Furthermore, the update resolves two medium-severity CVSS vulnerabilities in the Omnibox component, which combines the address bar and search field. CVE-2025-12728 and CVE-2025-12729 were reported by researchers Hafiizh and Khalil Zhani, respectively. These vulnerabilities stem from implementation errors that could lead to data leaks or visual manipulations in the interface. Despite their lower priority, these issues also require prompt updating as they could be used for phishing or page content spoofing.

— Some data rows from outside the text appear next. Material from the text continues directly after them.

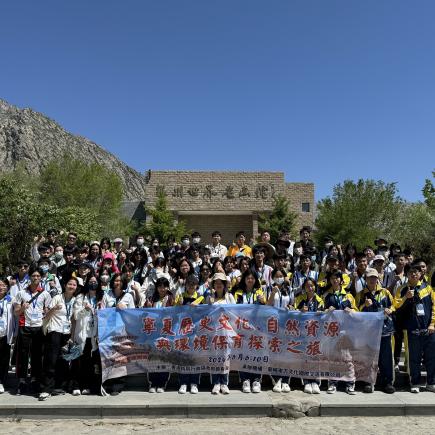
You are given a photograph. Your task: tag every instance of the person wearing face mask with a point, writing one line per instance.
(49, 281)
(185, 243)
(196, 238)
(7, 329)
(328, 242)
(140, 243)
(86, 370)
(58, 257)
(105, 279)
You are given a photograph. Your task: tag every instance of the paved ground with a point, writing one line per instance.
(319, 425)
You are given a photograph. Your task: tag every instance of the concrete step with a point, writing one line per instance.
(170, 404)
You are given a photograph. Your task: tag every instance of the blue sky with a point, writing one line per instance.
(323, 90)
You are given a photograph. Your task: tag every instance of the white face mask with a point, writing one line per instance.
(104, 278)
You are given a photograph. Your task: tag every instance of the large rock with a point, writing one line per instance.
(31, 138)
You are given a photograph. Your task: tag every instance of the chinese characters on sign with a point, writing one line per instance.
(209, 191)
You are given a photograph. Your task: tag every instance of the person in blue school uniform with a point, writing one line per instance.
(310, 301)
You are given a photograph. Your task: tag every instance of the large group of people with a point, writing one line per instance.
(48, 303)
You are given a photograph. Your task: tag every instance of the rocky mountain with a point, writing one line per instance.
(32, 138)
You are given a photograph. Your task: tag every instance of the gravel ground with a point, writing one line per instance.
(320, 425)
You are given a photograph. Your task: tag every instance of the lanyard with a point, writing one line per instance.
(68, 307)
(251, 298)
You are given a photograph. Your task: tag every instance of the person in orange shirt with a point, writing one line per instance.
(239, 246)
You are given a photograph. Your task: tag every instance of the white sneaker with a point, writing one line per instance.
(315, 388)
(277, 388)
(225, 389)
(182, 389)
(308, 389)
(351, 390)
(332, 389)
(285, 388)
(216, 389)
(193, 389)
(256, 387)
(44, 396)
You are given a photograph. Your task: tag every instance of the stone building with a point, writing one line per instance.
(227, 201)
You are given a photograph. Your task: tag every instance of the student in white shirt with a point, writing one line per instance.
(6, 331)
(29, 306)
(220, 296)
(59, 327)
(116, 297)
(86, 370)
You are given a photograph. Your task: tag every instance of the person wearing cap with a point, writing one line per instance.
(337, 298)
(7, 330)
(219, 295)
(378, 264)
(217, 250)
(22, 279)
(332, 264)
(375, 298)
(249, 291)
(189, 297)
(327, 243)
(306, 242)
(261, 269)
(117, 245)
(310, 301)
(358, 282)
(415, 306)
(49, 281)
(239, 246)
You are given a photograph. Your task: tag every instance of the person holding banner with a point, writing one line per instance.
(337, 298)
(189, 297)
(310, 301)
(249, 292)
(220, 296)
(29, 306)
(85, 370)
(415, 303)
(6, 330)
(161, 298)
(372, 299)
(59, 326)
(117, 297)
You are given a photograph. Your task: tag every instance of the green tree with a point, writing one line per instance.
(90, 187)
(358, 212)
(279, 219)
(162, 224)
(25, 214)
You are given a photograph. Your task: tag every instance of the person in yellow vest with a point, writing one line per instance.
(374, 298)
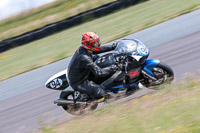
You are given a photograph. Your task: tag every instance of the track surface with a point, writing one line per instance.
(25, 101)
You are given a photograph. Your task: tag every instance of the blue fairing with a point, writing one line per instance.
(149, 65)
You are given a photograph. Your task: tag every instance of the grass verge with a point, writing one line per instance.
(110, 27)
(174, 109)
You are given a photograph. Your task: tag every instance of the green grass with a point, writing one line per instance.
(174, 109)
(110, 27)
(41, 16)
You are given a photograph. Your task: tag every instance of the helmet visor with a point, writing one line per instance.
(96, 44)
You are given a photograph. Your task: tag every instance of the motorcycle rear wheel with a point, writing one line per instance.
(76, 108)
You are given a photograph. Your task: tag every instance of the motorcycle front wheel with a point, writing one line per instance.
(163, 74)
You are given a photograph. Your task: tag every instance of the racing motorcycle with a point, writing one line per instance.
(134, 68)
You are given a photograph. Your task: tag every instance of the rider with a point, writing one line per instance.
(82, 63)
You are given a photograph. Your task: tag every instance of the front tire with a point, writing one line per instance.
(163, 73)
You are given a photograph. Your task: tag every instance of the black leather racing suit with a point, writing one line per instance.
(80, 66)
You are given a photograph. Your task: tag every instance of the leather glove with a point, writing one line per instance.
(114, 45)
(113, 68)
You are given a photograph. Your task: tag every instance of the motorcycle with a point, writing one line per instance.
(134, 69)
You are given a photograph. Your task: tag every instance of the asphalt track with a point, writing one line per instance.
(25, 104)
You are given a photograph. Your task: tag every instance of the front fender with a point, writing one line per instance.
(149, 65)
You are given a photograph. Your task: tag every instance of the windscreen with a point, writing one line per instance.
(126, 47)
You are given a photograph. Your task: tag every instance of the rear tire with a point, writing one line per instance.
(76, 108)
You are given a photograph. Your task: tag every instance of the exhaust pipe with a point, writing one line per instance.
(61, 101)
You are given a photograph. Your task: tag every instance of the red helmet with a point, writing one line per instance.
(91, 41)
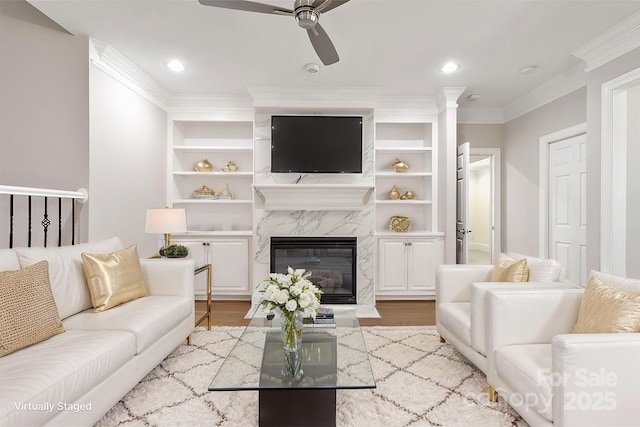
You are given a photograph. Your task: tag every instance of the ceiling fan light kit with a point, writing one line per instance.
(311, 68)
(306, 13)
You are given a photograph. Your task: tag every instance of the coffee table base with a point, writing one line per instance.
(297, 407)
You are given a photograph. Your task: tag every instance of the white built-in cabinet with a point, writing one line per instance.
(218, 230)
(229, 259)
(407, 261)
(407, 266)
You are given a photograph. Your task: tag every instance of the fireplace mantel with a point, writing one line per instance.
(314, 197)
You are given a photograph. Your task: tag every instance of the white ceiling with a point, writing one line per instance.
(395, 45)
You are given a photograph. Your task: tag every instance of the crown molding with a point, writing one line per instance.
(549, 91)
(313, 98)
(406, 109)
(480, 115)
(613, 43)
(116, 65)
(448, 97)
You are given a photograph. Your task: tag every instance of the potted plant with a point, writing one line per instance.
(175, 251)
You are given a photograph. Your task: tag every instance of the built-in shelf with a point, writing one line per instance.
(409, 234)
(203, 148)
(202, 233)
(401, 174)
(225, 174)
(404, 150)
(404, 202)
(317, 197)
(214, 201)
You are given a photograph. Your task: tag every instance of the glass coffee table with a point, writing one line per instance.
(333, 357)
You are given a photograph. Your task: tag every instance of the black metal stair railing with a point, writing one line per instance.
(67, 205)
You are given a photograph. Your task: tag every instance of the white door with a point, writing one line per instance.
(423, 258)
(198, 252)
(392, 273)
(462, 207)
(567, 205)
(229, 260)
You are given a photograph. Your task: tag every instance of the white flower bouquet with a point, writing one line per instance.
(292, 297)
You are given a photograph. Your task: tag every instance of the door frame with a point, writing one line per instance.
(543, 182)
(496, 192)
(613, 180)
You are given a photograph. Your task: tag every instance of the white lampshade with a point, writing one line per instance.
(164, 221)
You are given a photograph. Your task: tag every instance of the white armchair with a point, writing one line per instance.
(552, 377)
(460, 302)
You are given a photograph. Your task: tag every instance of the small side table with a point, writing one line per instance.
(207, 315)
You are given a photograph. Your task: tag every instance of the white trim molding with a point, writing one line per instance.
(611, 44)
(106, 58)
(613, 173)
(82, 195)
(481, 115)
(543, 182)
(554, 88)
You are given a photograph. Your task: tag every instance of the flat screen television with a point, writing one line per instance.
(316, 144)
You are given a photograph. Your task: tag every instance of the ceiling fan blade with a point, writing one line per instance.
(323, 45)
(248, 6)
(323, 6)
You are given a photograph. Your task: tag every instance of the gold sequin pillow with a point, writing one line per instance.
(606, 309)
(28, 312)
(510, 270)
(114, 278)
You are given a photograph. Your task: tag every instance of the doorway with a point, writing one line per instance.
(563, 175)
(478, 213)
(620, 191)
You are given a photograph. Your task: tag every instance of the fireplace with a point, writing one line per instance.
(332, 261)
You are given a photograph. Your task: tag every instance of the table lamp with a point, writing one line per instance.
(166, 221)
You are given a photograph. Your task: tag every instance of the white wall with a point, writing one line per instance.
(128, 162)
(44, 109)
(521, 167)
(481, 135)
(633, 182)
(595, 79)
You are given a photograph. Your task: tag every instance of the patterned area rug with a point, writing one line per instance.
(420, 382)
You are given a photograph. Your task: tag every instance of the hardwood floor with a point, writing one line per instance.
(394, 313)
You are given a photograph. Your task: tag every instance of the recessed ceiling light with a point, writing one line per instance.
(450, 67)
(175, 65)
(311, 68)
(528, 69)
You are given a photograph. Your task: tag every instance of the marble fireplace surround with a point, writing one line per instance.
(291, 219)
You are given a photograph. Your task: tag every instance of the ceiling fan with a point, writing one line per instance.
(307, 14)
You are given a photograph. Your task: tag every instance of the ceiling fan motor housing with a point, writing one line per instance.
(306, 16)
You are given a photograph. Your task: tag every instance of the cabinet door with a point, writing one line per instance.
(197, 252)
(392, 274)
(422, 261)
(229, 259)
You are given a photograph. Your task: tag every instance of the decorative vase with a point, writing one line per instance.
(400, 166)
(292, 330)
(292, 325)
(394, 194)
(203, 166)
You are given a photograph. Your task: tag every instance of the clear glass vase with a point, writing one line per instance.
(292, 343)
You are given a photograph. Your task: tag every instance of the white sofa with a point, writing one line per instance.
(553, 377)
(74, 378)
(460, 301)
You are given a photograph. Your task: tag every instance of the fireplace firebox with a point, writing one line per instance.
(332, 261)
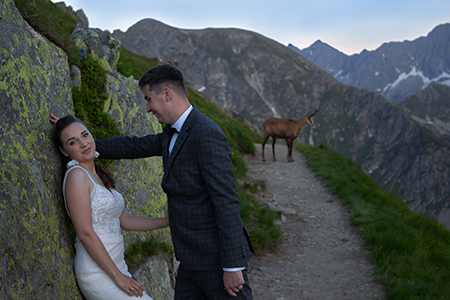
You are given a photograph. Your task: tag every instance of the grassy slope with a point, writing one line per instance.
(411, 251)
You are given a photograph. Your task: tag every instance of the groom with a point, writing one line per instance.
(208, 235)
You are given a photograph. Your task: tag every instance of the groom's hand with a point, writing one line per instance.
(53, 119)
(233, 282)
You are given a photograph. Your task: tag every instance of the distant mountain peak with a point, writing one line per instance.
(395, 69)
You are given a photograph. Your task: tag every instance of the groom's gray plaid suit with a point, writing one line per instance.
(204, 210)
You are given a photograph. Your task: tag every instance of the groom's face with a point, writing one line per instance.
(157, 104)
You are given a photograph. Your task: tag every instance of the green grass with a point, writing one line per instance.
(138, 253)
(411, 252)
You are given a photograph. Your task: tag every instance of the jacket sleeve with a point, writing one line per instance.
(130, 147)
(217, 171)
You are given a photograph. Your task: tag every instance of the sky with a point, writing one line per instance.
(350, 26)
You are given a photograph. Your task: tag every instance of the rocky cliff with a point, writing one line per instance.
(36, 244)
(431, 109)
(395, 70)
(258, 78)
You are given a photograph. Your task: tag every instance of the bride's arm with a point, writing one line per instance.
(79, 206)
(137, 223)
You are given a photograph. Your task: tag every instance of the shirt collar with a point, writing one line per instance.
(179, 123)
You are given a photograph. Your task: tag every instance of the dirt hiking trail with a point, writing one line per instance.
(321, 256)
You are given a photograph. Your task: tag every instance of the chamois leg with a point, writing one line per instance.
(273, 149)
(263, 143)
(289, 143)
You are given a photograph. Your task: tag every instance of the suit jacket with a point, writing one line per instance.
(204, 211)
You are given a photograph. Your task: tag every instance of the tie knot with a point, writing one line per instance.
(170, 130)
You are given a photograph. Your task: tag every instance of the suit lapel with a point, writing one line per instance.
(182, 136)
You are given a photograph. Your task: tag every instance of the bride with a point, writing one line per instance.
(97, 213)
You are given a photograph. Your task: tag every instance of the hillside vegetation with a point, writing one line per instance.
(88, 102)
(411, 251)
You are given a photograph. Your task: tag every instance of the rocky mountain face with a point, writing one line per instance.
(36, 234)
(395, 70)
(431, 109)
(258, 78)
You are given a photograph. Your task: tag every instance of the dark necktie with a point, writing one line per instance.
(170, 130)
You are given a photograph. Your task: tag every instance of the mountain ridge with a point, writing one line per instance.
(395, 69)
(257, 78)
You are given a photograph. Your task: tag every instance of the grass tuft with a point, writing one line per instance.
(411, 252)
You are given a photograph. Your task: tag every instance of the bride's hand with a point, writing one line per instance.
(129, 285)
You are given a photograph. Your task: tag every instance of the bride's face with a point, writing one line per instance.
(77, 143)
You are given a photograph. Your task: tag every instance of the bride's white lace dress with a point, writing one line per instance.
(106, 206)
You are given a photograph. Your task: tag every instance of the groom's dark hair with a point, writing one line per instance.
(163, 75)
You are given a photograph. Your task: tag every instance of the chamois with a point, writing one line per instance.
(285, 129)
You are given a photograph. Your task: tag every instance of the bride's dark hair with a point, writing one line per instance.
(58, 128)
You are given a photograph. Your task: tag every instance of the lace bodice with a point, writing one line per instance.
(106, 206)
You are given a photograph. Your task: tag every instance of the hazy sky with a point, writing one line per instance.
(347, 25)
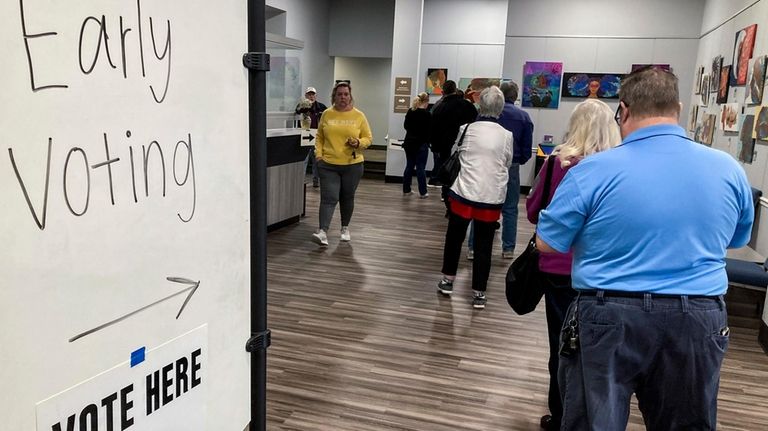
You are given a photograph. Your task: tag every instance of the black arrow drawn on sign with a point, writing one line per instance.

On desktop OSes, Chrome has been updated to version 142.0.7444.134 or .135, and on Android to version 142.0.7444.138. According to a statement from a Chrome team representative, the Android update contains the same fixes as the desktop build and will be distributed via Google Play over the coming days. The developers thanked all those who reported the vulnerabilities before they could be potentially exploited in attacks and emphasized that the publication of technical details has been delayed to minimize the risk of exploitation.
All users are advised to check for updates as soon as possible and ensure their installed version matches the current one. On a computer, this can be done via the "About Google Chrome" section in settings, and on Android via the Play Store. Enabling automatic updates is also recommended so that protective measures take effect without delay.